Sebastian'ın Bakış Açısı
"Kimsenin bölgeyi terk etmesine izin vermeyin!" diye bağırıyorum gardiyanlara. "Shaun, hemen kapılara git ve tüm arabaların çıkışını durdur!"
Shaun kapıya doğru koşarken, ben de masadan kalkıyorum.

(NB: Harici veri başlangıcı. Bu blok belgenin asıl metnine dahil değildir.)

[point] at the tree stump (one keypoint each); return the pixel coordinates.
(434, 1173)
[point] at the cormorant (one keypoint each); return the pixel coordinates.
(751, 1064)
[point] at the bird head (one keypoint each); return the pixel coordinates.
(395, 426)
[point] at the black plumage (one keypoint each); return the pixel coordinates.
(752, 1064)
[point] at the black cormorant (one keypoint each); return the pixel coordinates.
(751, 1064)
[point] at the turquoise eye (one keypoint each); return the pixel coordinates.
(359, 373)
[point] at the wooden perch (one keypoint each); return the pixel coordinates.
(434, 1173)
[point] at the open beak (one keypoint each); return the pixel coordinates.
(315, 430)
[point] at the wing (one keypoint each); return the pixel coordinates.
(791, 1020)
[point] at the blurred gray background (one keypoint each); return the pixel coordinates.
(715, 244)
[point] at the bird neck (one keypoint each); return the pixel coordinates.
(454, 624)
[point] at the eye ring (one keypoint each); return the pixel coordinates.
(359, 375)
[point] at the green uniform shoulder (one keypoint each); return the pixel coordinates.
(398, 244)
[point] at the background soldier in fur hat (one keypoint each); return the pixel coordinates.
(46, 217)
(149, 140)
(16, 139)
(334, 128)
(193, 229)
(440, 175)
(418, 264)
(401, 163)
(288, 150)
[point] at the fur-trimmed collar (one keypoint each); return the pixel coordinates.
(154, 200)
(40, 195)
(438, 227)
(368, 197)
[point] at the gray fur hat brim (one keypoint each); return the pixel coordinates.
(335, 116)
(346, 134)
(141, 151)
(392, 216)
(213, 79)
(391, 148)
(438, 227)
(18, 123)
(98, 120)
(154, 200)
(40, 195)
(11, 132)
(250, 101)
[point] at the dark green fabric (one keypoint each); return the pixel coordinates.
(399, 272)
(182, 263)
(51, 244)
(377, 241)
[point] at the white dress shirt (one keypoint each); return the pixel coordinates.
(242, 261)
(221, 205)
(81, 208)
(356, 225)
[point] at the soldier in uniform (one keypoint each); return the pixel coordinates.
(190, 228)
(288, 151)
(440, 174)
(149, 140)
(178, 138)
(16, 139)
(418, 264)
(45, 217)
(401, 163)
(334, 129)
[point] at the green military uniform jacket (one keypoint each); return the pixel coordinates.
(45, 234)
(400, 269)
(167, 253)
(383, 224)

Jonny'nin babasına meydan okuyacak cesareti olduğunu bilmiyordum. Çocuğu hafife almışım.
Kendi kendime düşünürken, olanların farkına varıyorum. Küçük piç. Yalan söyledi. Laurence'in kızı olduğunu ve 10 yaşında olduğunu söyledi. "Teknik olarak bunu sen söyledin." Kurtum Benji bir değişiklik için ortaya çıkıyor; "Seni uyarmıştım..." "Kes lan!" diye bağırarak başka bir bariyer kuruyorum. "Ofisime, HEMEN!" diye Mark'a bağırıyorum.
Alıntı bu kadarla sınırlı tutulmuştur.